As noted in a prior post, employers should be aware that in late September, the DOL published a Final Rule that expands overtime coverage to over a million workers in America, or alternatively will result in those workers getting a pay raise. As expected, the Final Rule increases the salary that employers must pay certain workers in order for them to be exempt from receiving overtime.
First, the Final Rule raises the salary level for employees exempt under the duties-based exemption to overtime (e.g. the administrative, executive, professional, and outside sales exemptions). Employees exempt from overtime on this basis must still be paid on a salary basis and must still meet the job duties test. But, going forward, they must earn at least $35,568 per year, an increase from $23,600, in order to qualify for the professional, administrative, executive, and outside sales exemptions to the overtime rule.
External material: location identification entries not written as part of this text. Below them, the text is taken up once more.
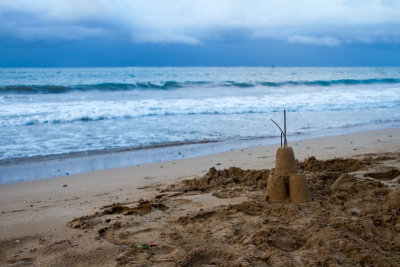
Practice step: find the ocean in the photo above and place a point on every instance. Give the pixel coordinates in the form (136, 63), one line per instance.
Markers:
(62, 113)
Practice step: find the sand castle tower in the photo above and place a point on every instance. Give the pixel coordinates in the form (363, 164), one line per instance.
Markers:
(284, 183)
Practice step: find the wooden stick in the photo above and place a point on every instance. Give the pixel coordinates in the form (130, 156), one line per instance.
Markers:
(284, 127)
(282, 133)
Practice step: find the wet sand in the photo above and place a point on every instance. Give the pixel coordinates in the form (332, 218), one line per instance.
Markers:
(200, 211)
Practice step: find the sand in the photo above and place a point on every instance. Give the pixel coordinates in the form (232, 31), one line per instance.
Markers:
(211, 210)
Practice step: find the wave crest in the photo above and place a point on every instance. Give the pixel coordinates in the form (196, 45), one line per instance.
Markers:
(57, 89)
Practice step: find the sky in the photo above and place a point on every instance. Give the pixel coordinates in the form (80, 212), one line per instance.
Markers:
(86, 33)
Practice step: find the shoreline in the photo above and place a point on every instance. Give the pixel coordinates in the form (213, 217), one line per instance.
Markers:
(55, 166)
(38, 210)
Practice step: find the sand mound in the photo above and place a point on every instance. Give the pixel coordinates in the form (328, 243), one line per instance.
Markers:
(228, 178)
(222, 219)
(332, 165)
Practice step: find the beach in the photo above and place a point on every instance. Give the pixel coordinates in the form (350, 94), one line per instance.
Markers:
(105, 217)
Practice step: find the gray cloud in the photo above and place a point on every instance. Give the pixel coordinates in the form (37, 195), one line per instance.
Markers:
(314, 22)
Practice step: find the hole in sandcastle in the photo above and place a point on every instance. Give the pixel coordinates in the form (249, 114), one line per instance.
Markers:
(284, 183)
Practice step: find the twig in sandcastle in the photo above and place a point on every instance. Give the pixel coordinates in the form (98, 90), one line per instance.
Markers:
(283, 132)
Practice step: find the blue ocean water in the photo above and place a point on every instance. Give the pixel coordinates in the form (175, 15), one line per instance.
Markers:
(62, 111)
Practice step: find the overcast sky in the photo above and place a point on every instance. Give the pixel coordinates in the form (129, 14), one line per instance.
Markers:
(188, 32)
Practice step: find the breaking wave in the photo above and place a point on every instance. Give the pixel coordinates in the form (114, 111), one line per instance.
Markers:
(168, 85)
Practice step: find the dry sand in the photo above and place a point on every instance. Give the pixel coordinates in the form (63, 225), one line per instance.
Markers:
(201, 212)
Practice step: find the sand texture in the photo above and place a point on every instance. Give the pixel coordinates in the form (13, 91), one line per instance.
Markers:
(220, 217)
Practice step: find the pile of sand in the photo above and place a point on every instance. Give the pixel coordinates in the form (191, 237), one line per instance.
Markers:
(223, 219)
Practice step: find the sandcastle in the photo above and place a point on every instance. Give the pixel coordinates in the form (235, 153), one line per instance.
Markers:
(285, 183)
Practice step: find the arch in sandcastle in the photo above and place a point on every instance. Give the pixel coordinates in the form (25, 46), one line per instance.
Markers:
(284, 183)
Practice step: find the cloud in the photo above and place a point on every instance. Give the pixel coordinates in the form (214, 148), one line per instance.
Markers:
(328, 41)
(314, 22)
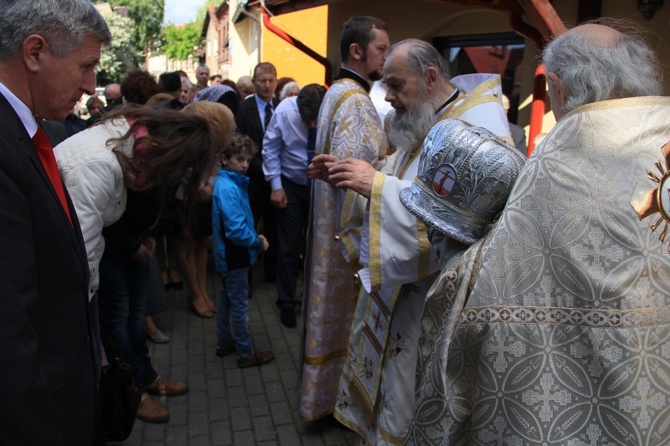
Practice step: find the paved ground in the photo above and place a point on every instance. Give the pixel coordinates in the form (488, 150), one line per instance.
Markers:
(226, 405)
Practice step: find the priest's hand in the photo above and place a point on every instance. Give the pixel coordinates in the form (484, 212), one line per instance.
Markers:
(318, 169)
(354, 174)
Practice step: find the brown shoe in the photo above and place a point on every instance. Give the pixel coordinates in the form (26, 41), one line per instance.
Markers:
(257, 358)
(225, 349)
(152, 412)
(164, 386)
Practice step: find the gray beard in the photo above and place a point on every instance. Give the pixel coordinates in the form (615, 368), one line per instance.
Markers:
(408, 130)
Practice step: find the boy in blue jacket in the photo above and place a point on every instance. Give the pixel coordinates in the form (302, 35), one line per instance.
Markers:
(236, 248)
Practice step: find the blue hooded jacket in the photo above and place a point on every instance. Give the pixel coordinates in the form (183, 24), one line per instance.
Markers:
(236, 243)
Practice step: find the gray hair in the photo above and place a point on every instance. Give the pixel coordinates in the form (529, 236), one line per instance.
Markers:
(626, 67)
(421, 55)
(63, 23)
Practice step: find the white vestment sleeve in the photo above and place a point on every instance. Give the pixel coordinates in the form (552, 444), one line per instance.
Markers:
(398, 250)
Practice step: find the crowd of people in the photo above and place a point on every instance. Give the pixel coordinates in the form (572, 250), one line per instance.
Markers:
(454, 291)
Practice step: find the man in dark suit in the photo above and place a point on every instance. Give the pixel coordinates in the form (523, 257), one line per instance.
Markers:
(48, 53)
(253, 117)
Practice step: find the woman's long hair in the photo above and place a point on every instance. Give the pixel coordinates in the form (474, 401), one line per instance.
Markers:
(172, 149)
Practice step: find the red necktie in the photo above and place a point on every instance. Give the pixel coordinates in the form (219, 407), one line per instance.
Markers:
(45, 151)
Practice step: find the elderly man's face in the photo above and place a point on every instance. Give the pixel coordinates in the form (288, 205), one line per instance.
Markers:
(202, 75)
(403, 84)
(60, 81)
(265, 83)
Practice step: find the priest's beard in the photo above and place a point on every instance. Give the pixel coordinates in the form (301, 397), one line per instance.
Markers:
(407, 130)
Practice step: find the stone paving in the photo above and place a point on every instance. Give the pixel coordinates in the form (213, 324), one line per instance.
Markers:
(227, 405)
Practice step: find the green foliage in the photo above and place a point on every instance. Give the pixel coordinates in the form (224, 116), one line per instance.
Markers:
(181, 41)
(122, 55)
(147, 16)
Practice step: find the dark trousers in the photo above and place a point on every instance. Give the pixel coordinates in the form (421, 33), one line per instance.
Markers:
(291, 222)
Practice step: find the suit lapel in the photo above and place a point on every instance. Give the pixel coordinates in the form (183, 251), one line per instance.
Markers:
(24, 140)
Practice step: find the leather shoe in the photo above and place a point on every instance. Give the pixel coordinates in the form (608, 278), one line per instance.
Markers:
(225, 349)
(204, 314)
(151, 412)
(158, 338)
(287, 317)
(256, 358)
(164, 386)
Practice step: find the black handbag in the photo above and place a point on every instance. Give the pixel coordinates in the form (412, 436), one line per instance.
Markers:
(119, 399)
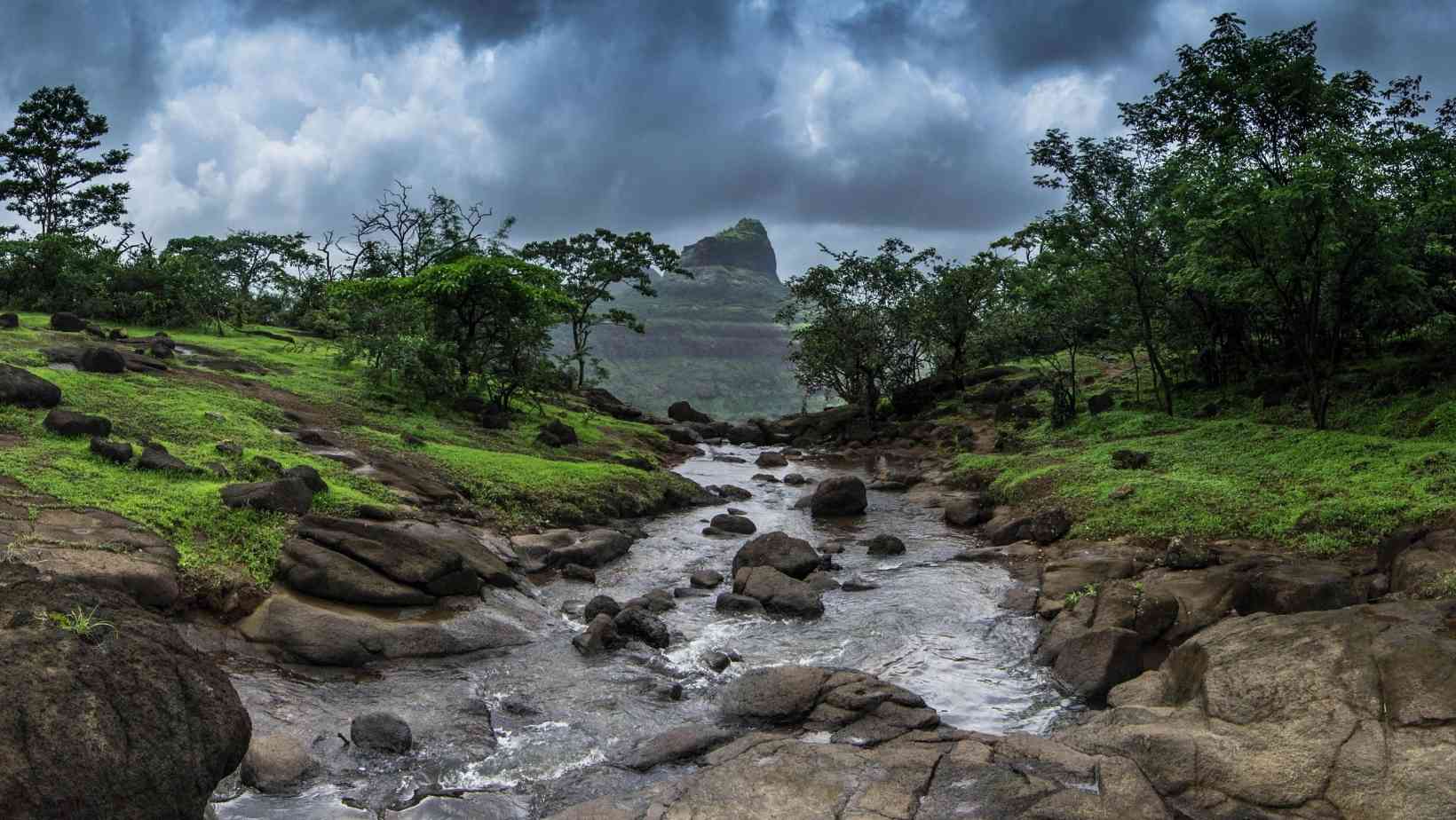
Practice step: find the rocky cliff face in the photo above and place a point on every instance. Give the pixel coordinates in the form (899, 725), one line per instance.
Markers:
(712, 338)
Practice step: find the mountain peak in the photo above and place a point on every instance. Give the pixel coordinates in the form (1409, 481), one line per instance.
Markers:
(744, 245)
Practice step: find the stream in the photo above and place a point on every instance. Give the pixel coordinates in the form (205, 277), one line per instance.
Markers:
(934, 627)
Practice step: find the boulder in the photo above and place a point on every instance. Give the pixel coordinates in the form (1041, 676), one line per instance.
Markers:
(557, 434)
(67, 322)
(775, 695)
(771, 459)
(635, 622)
(309, 477)
(27, 390)
(600, 604)
(839, 495)
(970, 511)
(125, 724)
(739, 604)
(791, 556)
(1130, 459)
(598, 637)
(705, 579)
(1098, 660)
(1050, 524)
(156, 458)
(282, 495)
(275, 763)
(102, 360)
(885, 545)
(779, 593)
(382, 731)
(737, 524)
(67, 422)
(683, 411)
(118, 452)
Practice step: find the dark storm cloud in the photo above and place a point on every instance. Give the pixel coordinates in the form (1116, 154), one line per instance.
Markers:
(826, 120)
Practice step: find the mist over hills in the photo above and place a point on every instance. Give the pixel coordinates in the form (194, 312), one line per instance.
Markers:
(711, 338)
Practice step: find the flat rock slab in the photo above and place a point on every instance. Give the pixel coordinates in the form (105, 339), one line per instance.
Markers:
(331, 634)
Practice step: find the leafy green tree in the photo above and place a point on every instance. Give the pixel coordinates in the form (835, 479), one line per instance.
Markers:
(853, 322)
(589, 267)
(477, 325)
(47, 172)
(1283, 184)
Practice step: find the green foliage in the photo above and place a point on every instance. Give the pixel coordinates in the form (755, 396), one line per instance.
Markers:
(77, 622)
(587, 267)
(45, 172)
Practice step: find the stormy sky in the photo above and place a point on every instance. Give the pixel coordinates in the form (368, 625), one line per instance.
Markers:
(832, 122)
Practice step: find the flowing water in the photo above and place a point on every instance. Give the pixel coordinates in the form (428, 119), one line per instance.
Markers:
(934, 625)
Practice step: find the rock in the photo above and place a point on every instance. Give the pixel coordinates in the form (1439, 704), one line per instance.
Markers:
(734, 493)
(380, 731)
(739, 604)
(282, 495)
(643, 625)
(787, 554)
(839, 495)
(1050, 524)
(1362, 698)
(27, 390)
(771, 459)
(705, 579)
(309, 477)
(885, 545)
(680, 743)
(67, 322)
(598, 637)
(578, 572)
(858, 583)
(129, 724)
(275, 763)
(737, 524)
(557, 434)
(118, 452)
(102, 360)
(600, 604)
(1098, 660)
(683, 411)
(322, 572)
(347, 635)
(970, 511)
(779, 593)
(67, 422)
(682, 434)
(1130, 459)
(776, 694)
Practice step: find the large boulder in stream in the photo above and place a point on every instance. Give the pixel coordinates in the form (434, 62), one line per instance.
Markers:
(836, 497)
(127, 722)
(791, 556)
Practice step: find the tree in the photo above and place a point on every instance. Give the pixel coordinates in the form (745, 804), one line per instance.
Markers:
(853, 322)
(1110, 226)
(951, 306)
(589, 267)
(246, 263)
(478, 324)
(1285, 186)
(47, 174)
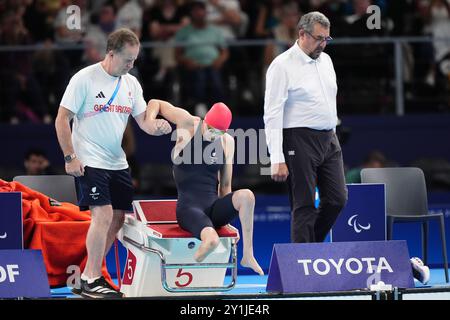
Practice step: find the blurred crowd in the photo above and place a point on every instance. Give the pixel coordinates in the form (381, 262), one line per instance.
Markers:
(193, 75)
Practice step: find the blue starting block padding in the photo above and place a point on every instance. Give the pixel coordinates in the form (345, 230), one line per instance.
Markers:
(338, 266)
(11, 234)
(23, 274)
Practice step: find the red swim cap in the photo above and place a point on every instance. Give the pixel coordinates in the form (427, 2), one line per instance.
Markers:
(219, 116)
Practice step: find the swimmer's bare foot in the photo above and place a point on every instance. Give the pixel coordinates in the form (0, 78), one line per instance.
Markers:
(250, 262)
(206, 247)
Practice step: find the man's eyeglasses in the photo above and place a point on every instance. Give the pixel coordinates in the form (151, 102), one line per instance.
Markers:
(319, 38)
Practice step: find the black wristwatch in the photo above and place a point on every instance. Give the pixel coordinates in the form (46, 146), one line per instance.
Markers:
(69, 157)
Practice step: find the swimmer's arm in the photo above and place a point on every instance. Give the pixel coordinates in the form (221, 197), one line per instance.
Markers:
(176, 115)
(226, 174)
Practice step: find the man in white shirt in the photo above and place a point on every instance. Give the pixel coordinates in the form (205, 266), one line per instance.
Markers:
(99, 99)
(300, 120)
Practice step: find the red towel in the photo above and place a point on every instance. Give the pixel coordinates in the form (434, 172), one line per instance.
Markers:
(59, 229)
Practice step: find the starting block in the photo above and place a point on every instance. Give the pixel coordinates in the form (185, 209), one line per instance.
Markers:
(160, 255)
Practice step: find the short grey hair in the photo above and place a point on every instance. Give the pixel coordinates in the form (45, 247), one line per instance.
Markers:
(307, 21)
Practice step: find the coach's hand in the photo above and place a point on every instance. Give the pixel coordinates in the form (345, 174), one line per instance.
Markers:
(160, 127)
(75, 168)
(279, 172)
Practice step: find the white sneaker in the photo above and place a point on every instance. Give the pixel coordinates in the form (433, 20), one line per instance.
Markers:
(420, 271)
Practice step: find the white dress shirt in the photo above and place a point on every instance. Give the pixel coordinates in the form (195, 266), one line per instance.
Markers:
(300, 92)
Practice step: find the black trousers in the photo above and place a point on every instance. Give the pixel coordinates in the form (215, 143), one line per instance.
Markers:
(314, 159)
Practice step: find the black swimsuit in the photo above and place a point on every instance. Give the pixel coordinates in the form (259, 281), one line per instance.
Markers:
(198, 204)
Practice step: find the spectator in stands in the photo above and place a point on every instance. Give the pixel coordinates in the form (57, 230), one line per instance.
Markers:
(374, 159)
(98, 32)
(201, 59)
(52, 69)
(20, 91)
(228, 17)
(36, 163)
(285, 32)
(129, 15)
(269, 16)
(161, 22)
(64, 35)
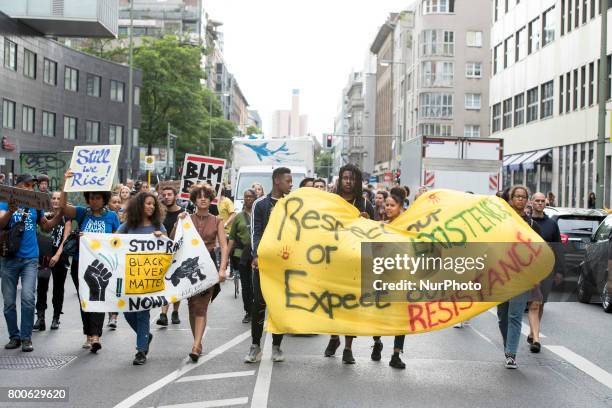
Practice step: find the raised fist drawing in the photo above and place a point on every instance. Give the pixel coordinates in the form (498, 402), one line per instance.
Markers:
(97, 277)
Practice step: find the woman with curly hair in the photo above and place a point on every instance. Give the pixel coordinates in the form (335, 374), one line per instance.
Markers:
(211, 231)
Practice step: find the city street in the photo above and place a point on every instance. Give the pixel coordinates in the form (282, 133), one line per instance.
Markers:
(453, 367)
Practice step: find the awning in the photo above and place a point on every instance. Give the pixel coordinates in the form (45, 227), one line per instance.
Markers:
(516, 164)
(529, 164)
(510, 159)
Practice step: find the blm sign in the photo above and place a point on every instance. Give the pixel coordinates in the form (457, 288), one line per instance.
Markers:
(202, 169)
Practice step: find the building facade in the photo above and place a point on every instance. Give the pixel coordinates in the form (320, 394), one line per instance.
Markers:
(544, 93)
(54, 98)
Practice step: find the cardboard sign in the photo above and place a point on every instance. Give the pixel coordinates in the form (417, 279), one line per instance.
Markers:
(133, 272)
(94, 168)
(202, 169)
(25, 198)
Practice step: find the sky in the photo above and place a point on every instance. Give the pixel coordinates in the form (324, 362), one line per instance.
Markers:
(274, 46)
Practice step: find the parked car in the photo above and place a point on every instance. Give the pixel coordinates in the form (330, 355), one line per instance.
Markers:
(576, 225)
(594, 279)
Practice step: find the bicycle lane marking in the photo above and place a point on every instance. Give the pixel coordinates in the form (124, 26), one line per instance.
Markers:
(150, 389)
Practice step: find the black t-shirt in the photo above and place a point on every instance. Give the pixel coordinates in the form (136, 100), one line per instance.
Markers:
(171, 218)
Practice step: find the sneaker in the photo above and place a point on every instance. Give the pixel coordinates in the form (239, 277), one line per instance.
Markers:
(26, 345)
(163, 319)
(511, 361)
(140, 359)
(13, 344)
(376, 349)
(347, 357)
(277, 354)
(175, 319)
(396, 362)
(332, 346)
(254, 354)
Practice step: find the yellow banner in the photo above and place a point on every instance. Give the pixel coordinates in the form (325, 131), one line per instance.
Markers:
(311, 267)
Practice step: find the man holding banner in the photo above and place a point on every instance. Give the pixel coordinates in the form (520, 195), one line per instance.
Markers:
(21, 262)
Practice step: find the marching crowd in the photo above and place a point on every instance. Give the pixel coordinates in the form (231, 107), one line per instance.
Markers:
(37, 246)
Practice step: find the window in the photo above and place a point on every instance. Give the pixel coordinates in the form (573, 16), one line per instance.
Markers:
(547, 99)
(29, 64)
(435, 129)
(70, 132)
(474, 38)
(568, 92)
(49, 72)
(575, 93)
(71, 79)
(436, 105)
(496, 117)
(561, 94)
(534, 36)
(136, 95)
(8, 114)
(520, 51)
(27, 119)
(438, 6)
(591, 83)
(583, 86)
(548, 26)
(115, 134)
(117, 91)
(10, 54)
(437, 73)
(92, 131)
(519, 109)
(471, 131)
(473, 70)
(507, 114)
(93, 85)
(48, 124)
(532, 104)
(472, 101)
This means that if an employee is salaried under one of these exemptions, but earns less than $35,568 per year, the employee will need to paid overtime at the rate of at least 1.5 times the regular rate of pay for all hours worked over 40, or have his or her salary increased to the new minimum salary of $35,568 to still qualify for the overtime exemption.
In addition, the DOL’s Final Rule increased the annual compensation level for “highly compensated employees,” individuals who may not meet the “duties” test to qualify for an exemption, but make so much money that the DOL allows them to be salaried anyway, from $100,000 per year to $107,432 per year.
Finally, employers will be allowed to use nondiscretionary bonuses, incentive payments, and commissions to satisfy up to ten percent of the salary test to determine whether employees must be paid hourly or based on salary.
What does this new rule mean for employers?
Employers will need to assess if they have any salaried workers exempted based on their duties who make less than $35,568/year. For employees exempt not pursuant to their duties, but simply because they are highly compensated, employers will have to assess if those employees make less than $107,432 per year. In either case, employers are going to have to bump up those employees’ salaries to meet the new yearly salary applicable to their exemption, or change the employee to hourly pay as of January 1, 2020.